The mutual model was a disaster during the 1980s. The sharemarket was almost totally unregulated and a large number of companies collapsed after the October 1987 crash including three top 10 companies, Chase, Equiticorp and Renouf Corporation.

More than 100 listed companies went bust and between December 1986 and the end of 1996 the total number of domestic listed companies plunged from 273 to 130 (see table).

No other world market experienced such a dramatic decline in listings.

If any group can be accused of sacrificing the integrity of the market for its own self-interests, it is the stockbroking sector during the 1980s and early 1990s.

By the end of 1996 the total value of all domestic listed companies had increased from $42.4 billion a decade earlier to $54.7 billion but this was totally due to the listing of Telecom.

At that stage Telecom had a market value of $13.6 billion representing 25 per cent of the value of all domestic listed companies.

At the end of 1996 two other former publicly owned companies, Power NZ (now part of Vector) and Tranz Rail (now called Toll NZ), had appeared in the top 10 list.

The subsequent poor performance of the December 1996 top 10 list cannot be attributed to the NZX. Telecom has shrunk in value by 30 per cent; Carter Holt was worth only $3.6 billion when acquired by Graeme Hart; Brierley (BIL International) has left New Zealand and is now valued at only $2.1 billion; Fletcher Paper and Fletcher Energy have been sold overseas; Fletcher Forests is now called Tenon and worth only $200 million; Lion Nathan moved to Australia; and Toll NZ had a December 2006 value of only $600 million.

Fletcher Building is the only December 1996 top 10 company to maintain a primary NZX listing and to have grown in value.

One of the main features of the current top 10 list is that four of the top five - Telecom, Contact Energy, Auckland International Airport and Vector - are formerly state or semi-state owned. Guinness Peat is registered In Britain and Air New Zealand is in 11th place.

If the former state and semi-state owned companies are excluded, then the sharemarket is smaller than it was 20 years ago, both in terms of value and the number of companies listed.

The NZX is working hard to attract new listings but there are a limited number of controlling shareholders with the ambition and drive to list, particularly with private equity offering big dollars for acquisitions. Based on recent experience, the best prospects lie with state and semi-state owned companies.

Fonterra may list a part of its operations and there is the prospect of a number of technology IPOs in the months ahead. The appointment of Fonterra chairman Henry van der Heyden to the NZX board in 2005 should encourage the dairy giant to look at a partial NZX listing more favourably.

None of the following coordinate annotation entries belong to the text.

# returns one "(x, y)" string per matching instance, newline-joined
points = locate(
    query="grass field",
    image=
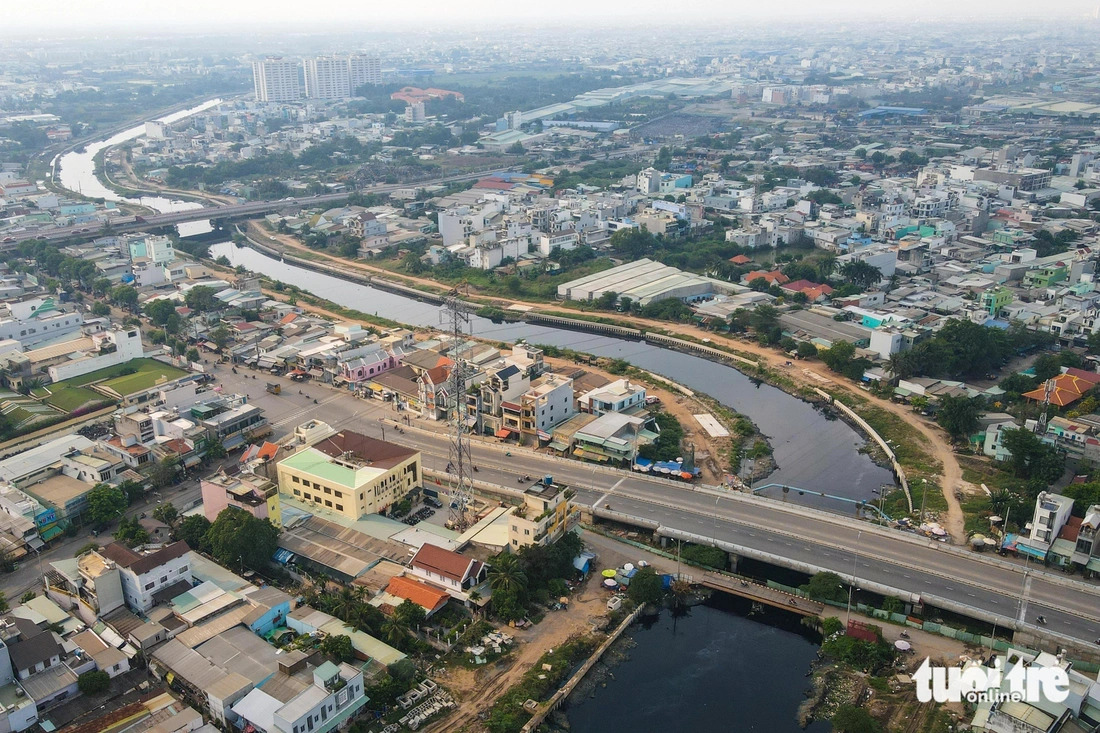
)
(149, 372)
(70, 398)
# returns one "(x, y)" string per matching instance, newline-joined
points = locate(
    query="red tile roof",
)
(422, 594)
(444, 562)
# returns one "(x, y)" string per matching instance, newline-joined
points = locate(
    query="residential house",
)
(334, 696)
(255, 494)
(153, 577)
(455, 573)
(1052, 512)
(619, 396)
(545, 515)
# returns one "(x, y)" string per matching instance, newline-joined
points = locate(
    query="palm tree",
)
(506, 576)
(394, 632)
(345, 603)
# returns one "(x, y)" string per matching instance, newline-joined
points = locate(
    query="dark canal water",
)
(713, 669)
(812, 450)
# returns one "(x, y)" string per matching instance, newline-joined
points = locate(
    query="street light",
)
(851, 586)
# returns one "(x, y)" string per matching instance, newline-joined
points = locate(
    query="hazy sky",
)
(226, 14)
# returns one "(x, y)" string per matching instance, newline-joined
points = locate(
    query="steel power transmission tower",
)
(1047, 390)
(455, 315)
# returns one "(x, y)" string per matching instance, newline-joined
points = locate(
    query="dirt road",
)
(807, 373)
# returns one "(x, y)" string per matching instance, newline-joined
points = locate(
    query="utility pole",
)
(455, 315)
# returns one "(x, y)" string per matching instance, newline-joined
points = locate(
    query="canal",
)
(715, 668)
(77, 172)
(812, 450)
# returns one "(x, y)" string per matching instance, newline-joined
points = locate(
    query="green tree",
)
(106, 504)
(164, 472)
(1084, 495)
(506, 576)
(338, 647)
(861, 274)
(825, 587)
(409, 613)
(133, 490)
(220, 337)
(94, 681)
(125, 296)
(217, 450)
(130, 533)
(161, 312)
(166, 513)
(806, 350)
(646, 587)
(851, 719)
(958, 415)
(201, 298)
(239, 539)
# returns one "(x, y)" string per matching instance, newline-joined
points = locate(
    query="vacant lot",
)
(70, 398)
(125, 379)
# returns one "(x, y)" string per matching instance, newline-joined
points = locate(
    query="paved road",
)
(822, 539)
(801, 535)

Although comparisons with December 1996 and December 1986 are depressing, the sharemarket has made good progress in recent years. This is particularly so since the introduction of the Takeovers Code in 2001, the change in the NZX's ownership structure in 2003 and the emergence of a younger and more effective group of listed company managers. The operating performance of the top 10 companies has improved dramatically and one can confidently predict that there will be more value creation than destruction among the top 10 over the next decade.

Hopefully the younger generation will put more emphasis on long-term value creation and won't accept the first cash offer from an opportunistic bidder.

The NZX is making strong progress on a number of fronts including market information, funds management (Smartshares) and registry services (Link).

Annual market turnover has risen from just $4.8 billion in 1986 to $14.7 billion in 1996 and $36 billion last year.

This represented 56.6 per cent of total market capitalisation in 2006.

It is crystal clear that the NZX has performed substantially better under the demutualised model and Mark Weldon's stewardship.

But - more importantly - the best is probably still to come.